Een Amerikaanse federale rechter heeft het algehele TikTok-verbod van de staat Montana voorlopig tegengehouden. Het gaat om een tussentijdse uitspraak, maar de rechter noemt de wet in de huidige vorm 'op meerdere manieren ongrondwettelijk'.
Volgens de rechter, Donald Molloy, maakt het verbod op TikTok in de Amerikaanse staat Montana inbreuk op het eerste amendement van de Amerikaanse grondwet, zo schrijft The Washington Post. Het verbod zou 300.000 gebruikers de mogelijkheid ontzeggen tot 'communicatie en uiting op een manier naar keuze', wat onder de vrijheid van meningsuiting van de grondwet valt. Molloy stelt dat de wet waarschijnlijk zelfs bij 'milde doorlichting' al niet aangenomen zou kunnen worden.
De volledige rechtszaak gaat op een vooralsnog onbepaald moment verder. Dezelfde rechter zal dan een uitspraak doen. De staat Montana heeft tijdens die rechtszaak nog wel de mogelijkheid om verdere argumenten en bewijzen aan te dragen. Verschillende experts zeggen daarentegen tegen de krant dat het 'onwaarschijnlijk' is dat Molloy zijn oordeel gaat aanpassen. De wet zou onder meer 'technisch incompetent' zijn.
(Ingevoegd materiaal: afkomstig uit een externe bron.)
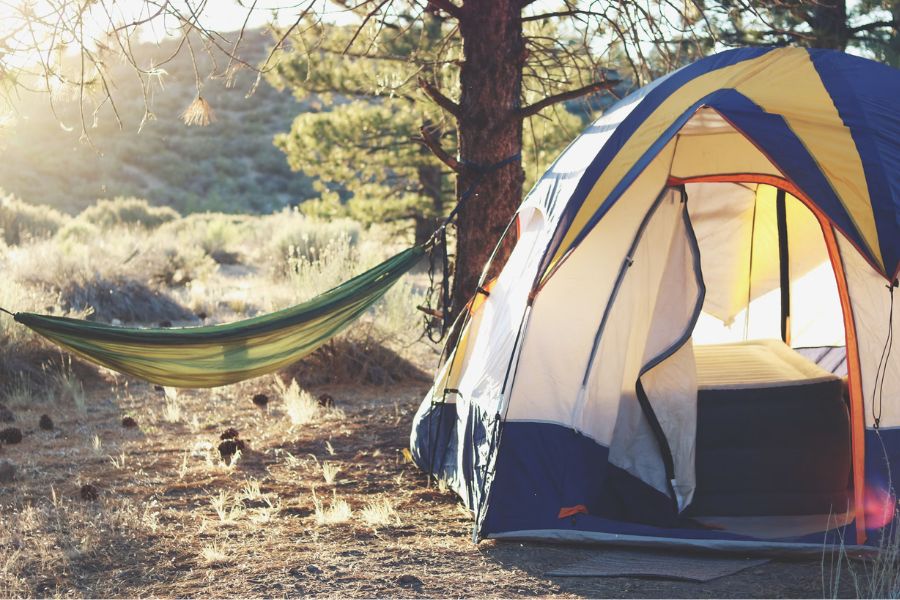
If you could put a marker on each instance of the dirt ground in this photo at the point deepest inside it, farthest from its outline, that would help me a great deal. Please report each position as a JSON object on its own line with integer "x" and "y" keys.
{"x": 170, "y": 518}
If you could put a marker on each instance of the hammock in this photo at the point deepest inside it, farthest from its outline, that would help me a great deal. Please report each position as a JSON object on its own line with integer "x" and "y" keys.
{"x": 221, "y": 354}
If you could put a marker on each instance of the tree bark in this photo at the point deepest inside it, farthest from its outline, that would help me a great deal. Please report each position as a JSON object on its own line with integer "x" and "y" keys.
{"x": 490, "y": 131}
{"x": 829, "y": 24}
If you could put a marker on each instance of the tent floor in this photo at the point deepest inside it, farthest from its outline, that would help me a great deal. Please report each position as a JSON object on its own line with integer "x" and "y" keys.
{"x": 777, "y": 526}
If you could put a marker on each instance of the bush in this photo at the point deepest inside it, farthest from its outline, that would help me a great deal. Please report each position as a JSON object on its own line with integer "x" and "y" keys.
{"x": 127, "y": 211}
{"x": 20, "y": 221}
{"x": 298, "y": 237}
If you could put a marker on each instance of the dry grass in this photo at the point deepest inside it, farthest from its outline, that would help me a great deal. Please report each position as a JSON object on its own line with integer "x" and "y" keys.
{"x": 330, "y": 472}
{"x": 299, "y": 404}
{"x": 337, "y": 512}
{"x": 380, "y": 513}
{"x": 172, "y": 519}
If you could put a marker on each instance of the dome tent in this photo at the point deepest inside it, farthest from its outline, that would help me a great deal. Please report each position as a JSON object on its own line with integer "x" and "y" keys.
{"x": 639, "y": 369}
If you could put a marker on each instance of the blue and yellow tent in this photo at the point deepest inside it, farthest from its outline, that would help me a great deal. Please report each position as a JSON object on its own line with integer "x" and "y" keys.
{"x": 691, "y": 341}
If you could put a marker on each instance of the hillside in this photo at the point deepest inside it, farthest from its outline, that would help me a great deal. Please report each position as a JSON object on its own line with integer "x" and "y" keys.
{"x": 231, "y": 165}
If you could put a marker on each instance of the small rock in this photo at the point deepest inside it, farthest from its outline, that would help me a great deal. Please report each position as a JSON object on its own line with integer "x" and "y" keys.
{"x": 409, "y": 581}
{"x": 229, "y": 434}
{"x": 7, "y": 471}
{"x": 89, "y": 493}
{"x": 11, "y": 435}
{"x": 229, "y": 448}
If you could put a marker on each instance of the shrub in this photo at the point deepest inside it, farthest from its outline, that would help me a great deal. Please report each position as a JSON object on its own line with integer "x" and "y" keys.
{"x": 296, "y": 236}
{"x": 21, "y": 221}
{"x": 127, "y": 211}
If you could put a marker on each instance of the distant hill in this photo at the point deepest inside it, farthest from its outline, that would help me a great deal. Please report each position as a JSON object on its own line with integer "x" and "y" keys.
{"x": 230, "y": 166}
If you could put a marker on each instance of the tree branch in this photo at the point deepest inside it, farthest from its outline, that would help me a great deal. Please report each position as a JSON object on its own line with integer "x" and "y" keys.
{"x": 872, "y": 25}
{"x": 533, "y": 109}
{"x": 429, "y": 141}
{"x": 439, "y": 98}
{"x": 448, "y": 7}
{"x": 562, "y": 13}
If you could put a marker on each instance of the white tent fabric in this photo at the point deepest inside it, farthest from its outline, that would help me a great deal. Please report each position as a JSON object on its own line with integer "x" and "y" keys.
{"x": 547, "y": 348}
{"x": 870, "y": 299}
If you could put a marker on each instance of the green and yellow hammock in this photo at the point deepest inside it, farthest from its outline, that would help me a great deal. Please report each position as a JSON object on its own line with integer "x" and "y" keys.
{"x": 210, "y": 356}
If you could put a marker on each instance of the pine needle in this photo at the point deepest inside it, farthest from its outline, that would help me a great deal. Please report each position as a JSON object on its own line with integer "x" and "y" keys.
{"x": 199, "y": 112}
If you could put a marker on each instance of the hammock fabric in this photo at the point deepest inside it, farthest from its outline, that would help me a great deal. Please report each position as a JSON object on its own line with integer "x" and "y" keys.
{"x": 221, "y": 354}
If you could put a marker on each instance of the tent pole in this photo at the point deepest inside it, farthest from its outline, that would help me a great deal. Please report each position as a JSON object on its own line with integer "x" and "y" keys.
{"x": 784, "y": 265}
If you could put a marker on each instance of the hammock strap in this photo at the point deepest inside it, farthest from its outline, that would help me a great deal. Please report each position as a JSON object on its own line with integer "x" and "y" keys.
{"x": 438, "y": 244}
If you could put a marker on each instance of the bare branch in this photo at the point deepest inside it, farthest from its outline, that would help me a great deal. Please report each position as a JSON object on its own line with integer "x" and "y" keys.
{"x": 533, "y": 109}
{"x": 448, "y": 7}
{"x": 439, "y": 98}
{"x": 432, "y": 143}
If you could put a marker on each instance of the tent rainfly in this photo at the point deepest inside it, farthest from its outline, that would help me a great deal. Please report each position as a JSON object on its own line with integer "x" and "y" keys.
{"x": 691, "y": 341}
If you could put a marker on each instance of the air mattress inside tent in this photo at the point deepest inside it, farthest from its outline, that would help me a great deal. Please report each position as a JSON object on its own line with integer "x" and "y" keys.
{"x": 773, "y": 433}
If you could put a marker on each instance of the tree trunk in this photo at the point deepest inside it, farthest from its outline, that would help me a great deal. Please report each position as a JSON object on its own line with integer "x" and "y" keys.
{"x": 490, "y": 130}
{"x": 829, "y": 24}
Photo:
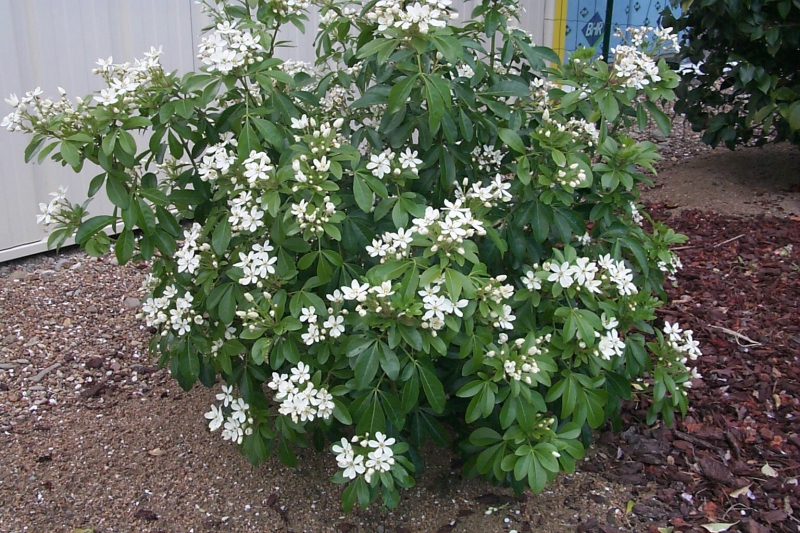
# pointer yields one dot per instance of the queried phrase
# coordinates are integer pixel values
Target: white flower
(215, 418)
(609, 323)
(301, 373)
(334, 325)
(380, 165)
(562, 274)
(531, 282)
(355, 291)
(308, 314)
(353, 467)
(409, 160)
(381, 442)
(504, 320)
(226, 396)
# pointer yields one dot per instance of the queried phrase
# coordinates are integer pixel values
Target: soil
(94, 438)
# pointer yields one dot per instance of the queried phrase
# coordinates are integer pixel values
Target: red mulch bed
(740, 274)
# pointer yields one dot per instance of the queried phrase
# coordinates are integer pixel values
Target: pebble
(40, 376)
(131, 303)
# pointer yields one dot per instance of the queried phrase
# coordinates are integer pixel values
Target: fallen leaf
(719, 526)
(768, 471)
(739, 492)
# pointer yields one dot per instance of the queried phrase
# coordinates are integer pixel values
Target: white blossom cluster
(634, 65)
(610, 344)
(578, 129)
(464, 70)
(540, 91)
(321, 138)
(635, 215)
(125, 80)
(487, 158)
(289, 8)
(237, 423)
(497, 291)
(388, 163)
(292, 68)
(437, 306)
(187, 257)
(217, 344)
(158, 311)
(444, 229)
(335, 99)
(257, 265)
(229, 48)
(570, 176)
(54, 210)
(217, 160)
(489, 196)
(682, 341)
(258, 169)
(302, 404)
(313, 218)
(519, 363)
(672, 267)
(247, 214)
(32, 110)
(590, 275)
(332, 326)
(367, 457)
(417, 17)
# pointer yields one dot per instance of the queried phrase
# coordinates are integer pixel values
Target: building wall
(55, 43)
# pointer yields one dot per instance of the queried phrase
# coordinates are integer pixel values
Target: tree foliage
(745, 88)
(430, 237)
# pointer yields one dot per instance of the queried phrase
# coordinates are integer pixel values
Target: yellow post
(560, 27)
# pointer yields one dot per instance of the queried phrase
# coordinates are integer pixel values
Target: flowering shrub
(432, 233)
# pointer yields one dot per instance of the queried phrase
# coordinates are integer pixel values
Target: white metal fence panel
(51, 43)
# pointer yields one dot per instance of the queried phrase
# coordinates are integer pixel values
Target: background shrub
(746, 87)
(430, 236)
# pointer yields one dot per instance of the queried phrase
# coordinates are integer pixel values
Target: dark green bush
(746, 89)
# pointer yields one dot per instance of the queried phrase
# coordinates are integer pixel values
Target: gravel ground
(94, 438)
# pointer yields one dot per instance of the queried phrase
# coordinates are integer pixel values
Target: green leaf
(109, 142)
(433, 388)
(133, 123)
(410, 393)
(91, 226)
(512, 139)
(661, 118)
(70, 154)
(221, 236)
(400, 93)
(484, 437)
(366, 367)
(362, 193)
(390, 364)
(145, 216)
(123, 249)
(227, 306)
(117, 192)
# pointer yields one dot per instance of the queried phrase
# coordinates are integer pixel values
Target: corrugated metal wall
(55, 43)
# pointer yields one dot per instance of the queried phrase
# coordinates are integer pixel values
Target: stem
(491, 57)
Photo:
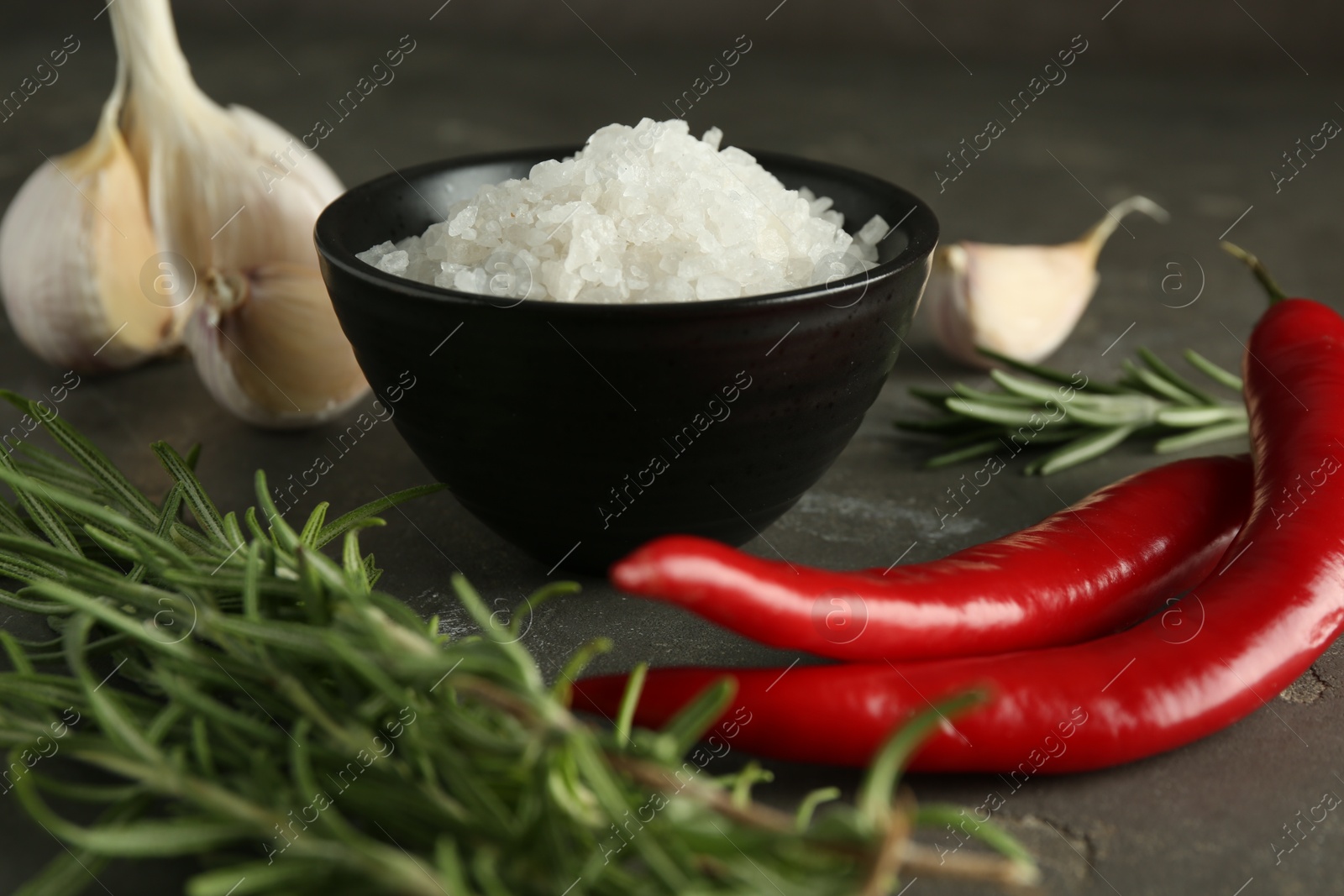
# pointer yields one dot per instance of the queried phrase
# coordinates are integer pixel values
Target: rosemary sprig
(1079, 418)
(260, 705)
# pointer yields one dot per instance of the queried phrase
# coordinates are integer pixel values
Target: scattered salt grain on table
(645, 214)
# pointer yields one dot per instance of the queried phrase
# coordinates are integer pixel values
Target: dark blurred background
(1180, 33)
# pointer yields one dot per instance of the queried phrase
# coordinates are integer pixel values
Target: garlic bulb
(237, 196)
(268, 345)
(1021, 301)
(73, 248)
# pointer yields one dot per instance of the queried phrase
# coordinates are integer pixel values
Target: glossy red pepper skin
(1086, 571)
(1247, 633)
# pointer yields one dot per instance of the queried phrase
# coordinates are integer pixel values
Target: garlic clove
(269, 348)
(1021, 301)
(237, 196)
(73, 244)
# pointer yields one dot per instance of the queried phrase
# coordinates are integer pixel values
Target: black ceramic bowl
(580, 432)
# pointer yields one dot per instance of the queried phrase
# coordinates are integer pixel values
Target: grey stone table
(1200, 820)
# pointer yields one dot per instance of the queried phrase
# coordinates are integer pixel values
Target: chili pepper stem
(1276, 291)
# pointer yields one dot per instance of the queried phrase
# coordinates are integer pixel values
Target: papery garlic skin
(1021, 301)
(269, 348)
(73, 248)
(262, 331)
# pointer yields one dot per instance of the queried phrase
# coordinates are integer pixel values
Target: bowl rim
(922, 241)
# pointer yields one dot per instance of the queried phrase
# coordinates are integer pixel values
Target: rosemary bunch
(261, 705)
(1079, 418)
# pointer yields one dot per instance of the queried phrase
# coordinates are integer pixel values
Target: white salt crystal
(645, 214)
(873, 231)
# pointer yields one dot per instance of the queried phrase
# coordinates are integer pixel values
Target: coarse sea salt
(645, 214)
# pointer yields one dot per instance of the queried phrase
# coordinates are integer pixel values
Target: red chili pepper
(1082, 573)
(1247, 631)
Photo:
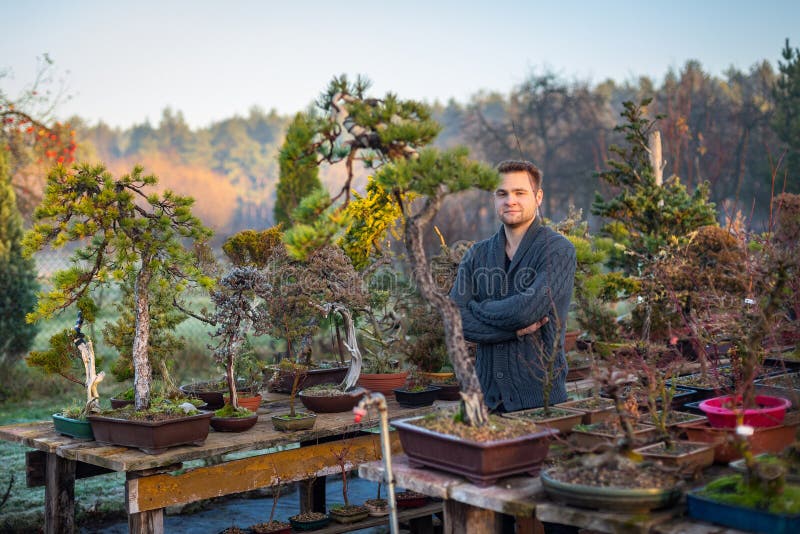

De rechter zegt dat de wetgeving zeer inconsistent is; de wet zou aangenomen zijn om China een lesje te leren, niet om de burger te beschermen. Hij stelt dat de staat hetzelfde had kunnen bereiken door datavergaring en -uitwisseling door TikTok aan banden te leggen.
Sinds de introductie van de wet is er dan ook veel kritiek op een algehele verbanning van TikTok. De huidige rechtszaak werd door ByteDance aangespannen, het moederbedrijf van het sociale medium. Ook zowel gebruikers als contentcreators hebben rechtszaken tegen de staat aangespannen. In dat laatste geval bleek dat TikTok de makers sponsort; de aanklagers werden zo gestimuleerd om zich in de rechtszaal te beroepen op hun grondrechten, wat TikTok als bedrijf niet kan doen.
Onder de in mei aangenomen wet, die in januari van 2024 in zou gaan, zouden aanbieders van TikTok een boete van 10.000 dollar per dag kunnen krijgen. Hierdoor werd het gebruik van de app niet strafbaar voor gebruikers, maar voor platformen die de app aanbieden, zoals Google met de Play Store en Apple met de App Store.